A Berkefeld filter is a water filter made of diatomaceous earth (Kieselguhr). It was invented in Germany in 1891, and by 1922 was being marketed in the United Kingdom by the Berkefeld Filter Co. Berkefeld was the name of the owner of the mine in Hanover, Germany, where the ceramic material was obtained. 

The Berkefeld is a good bacterial water filter used in microbiological laboratories, in homes and out in the field.

Design and mode of action 

The filter housing consists of two metal or plastic cylinders sitting one on top of the other. The upper one has a lid and can be filled with impure water. In the bottom of the upper cylinder are one or more holes fitted with diatomaceous earth (Kieselguhr) filter columns (filter candles). The water is forced through the filters by gravity, and then trickles down to the lower cylinder where it is stored and tapped off as required.

Some types of filters are fitted with a carbon core to act as a deodorizing adsorbent. They may also be impregnated with silver to inhibit bacterial growth. Some types, depending on their grade of porosity, also remove certain microscopic fungi and particulate matter.

The filters without silver impregnation are sterilized by autoclaving or by steam sterilizer after a thorough cleaning.

Berkey Filters 
New Millenium Concepts (NMC) Ltd. received a license to distribute British Berkefeld filters in North America. However, they developed their own purification element in 2003, called the "Black Berkey," which is used in "Berkey" water filters. NMC's Black Berkey purification elements employ a mix of six different filtration media, whereas the British Berkefeld water filter's purification elements were composed primarily of diatomaceous earth.

Rainfresh Ceramic Filters 
In the mid 1990s Envirogard Products Limited in Canada developed its own proprietary version of the Berkefeld ceramic filter that would be marketed under the brand Rainfresh.

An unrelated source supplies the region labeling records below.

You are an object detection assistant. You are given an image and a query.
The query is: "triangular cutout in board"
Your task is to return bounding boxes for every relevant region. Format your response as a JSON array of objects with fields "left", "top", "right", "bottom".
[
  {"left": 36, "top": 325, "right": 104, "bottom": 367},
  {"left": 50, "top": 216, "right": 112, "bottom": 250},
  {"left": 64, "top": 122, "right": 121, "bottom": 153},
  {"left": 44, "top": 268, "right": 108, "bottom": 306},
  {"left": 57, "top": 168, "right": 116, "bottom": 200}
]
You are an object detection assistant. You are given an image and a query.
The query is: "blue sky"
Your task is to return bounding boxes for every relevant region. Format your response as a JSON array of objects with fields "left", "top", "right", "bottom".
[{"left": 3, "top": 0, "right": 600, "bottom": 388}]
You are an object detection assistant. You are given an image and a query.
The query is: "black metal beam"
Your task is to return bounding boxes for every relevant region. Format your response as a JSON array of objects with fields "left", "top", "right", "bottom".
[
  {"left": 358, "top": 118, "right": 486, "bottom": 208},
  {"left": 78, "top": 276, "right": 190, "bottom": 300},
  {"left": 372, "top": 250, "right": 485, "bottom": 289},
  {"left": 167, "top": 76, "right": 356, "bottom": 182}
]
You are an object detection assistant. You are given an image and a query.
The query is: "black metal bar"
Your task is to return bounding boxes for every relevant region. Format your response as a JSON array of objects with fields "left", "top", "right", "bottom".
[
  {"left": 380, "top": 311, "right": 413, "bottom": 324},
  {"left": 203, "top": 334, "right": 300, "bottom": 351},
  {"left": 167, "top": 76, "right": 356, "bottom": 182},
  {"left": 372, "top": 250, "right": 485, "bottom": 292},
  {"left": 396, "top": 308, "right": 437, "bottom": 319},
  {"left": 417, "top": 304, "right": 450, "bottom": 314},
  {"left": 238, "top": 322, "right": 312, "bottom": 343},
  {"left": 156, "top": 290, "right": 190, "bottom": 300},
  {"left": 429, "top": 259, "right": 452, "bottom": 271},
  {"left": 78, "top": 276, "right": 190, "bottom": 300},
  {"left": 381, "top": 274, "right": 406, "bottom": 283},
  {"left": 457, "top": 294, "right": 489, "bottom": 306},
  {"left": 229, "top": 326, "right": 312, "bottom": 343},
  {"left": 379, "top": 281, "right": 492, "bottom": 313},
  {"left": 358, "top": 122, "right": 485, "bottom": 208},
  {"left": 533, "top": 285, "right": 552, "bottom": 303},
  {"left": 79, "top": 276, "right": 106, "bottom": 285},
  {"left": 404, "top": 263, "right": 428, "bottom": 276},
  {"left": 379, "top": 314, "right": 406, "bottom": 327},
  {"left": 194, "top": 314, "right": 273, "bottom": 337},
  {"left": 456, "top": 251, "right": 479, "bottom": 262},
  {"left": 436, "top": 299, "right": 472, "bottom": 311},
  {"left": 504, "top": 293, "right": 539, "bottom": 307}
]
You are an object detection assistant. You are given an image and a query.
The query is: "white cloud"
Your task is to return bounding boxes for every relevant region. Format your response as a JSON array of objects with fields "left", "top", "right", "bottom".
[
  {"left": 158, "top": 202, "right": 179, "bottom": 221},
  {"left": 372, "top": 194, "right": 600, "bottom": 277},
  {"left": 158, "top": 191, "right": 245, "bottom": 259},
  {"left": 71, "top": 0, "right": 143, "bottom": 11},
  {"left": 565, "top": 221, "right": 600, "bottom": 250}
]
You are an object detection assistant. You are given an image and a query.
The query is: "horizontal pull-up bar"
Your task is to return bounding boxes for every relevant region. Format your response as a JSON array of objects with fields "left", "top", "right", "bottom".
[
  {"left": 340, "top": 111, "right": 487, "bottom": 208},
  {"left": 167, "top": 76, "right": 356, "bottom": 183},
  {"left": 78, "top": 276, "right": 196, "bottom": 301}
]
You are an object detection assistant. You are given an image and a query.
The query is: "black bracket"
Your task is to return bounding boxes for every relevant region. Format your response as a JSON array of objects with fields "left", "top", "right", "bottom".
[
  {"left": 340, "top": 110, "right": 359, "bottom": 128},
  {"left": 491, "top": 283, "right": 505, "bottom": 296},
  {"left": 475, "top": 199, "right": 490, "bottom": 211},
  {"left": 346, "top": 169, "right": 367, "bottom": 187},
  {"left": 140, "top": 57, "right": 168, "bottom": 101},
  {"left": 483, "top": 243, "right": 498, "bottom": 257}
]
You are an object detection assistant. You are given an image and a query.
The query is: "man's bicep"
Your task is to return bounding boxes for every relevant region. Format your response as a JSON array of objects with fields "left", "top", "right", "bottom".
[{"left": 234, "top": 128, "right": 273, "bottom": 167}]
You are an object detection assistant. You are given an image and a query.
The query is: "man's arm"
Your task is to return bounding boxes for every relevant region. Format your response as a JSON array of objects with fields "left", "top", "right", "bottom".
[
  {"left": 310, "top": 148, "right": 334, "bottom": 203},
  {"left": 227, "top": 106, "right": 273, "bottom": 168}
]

These ceramic filters also utilize diatomaceous earth, but also include a unique blend of other materials that result in a 0.3-micron absolute filter that provides >7-log reduction of pathogenic bacteria.

Types 

The filters are classified according to the diameter of the pores in the ceramic material:

 V (Viel) - Coarsest pores
 N (Normal) - Intermediate sized pores
 W (Wenig) - Finest pores

Usefulness 

The Berkefeld is a cheap, portable and efficient bacterial filter in general, though it does not remove viruses like Hepatitis A and some bacteria such as mycoplasma. Some companies claim that they filter out from between 100% of particles above 0.9 micrometre to 98% of particles above 0.5 micrometre in diameter. These are very durable filters, and the filter elements may be cleaned over 100 times before requiring replacement.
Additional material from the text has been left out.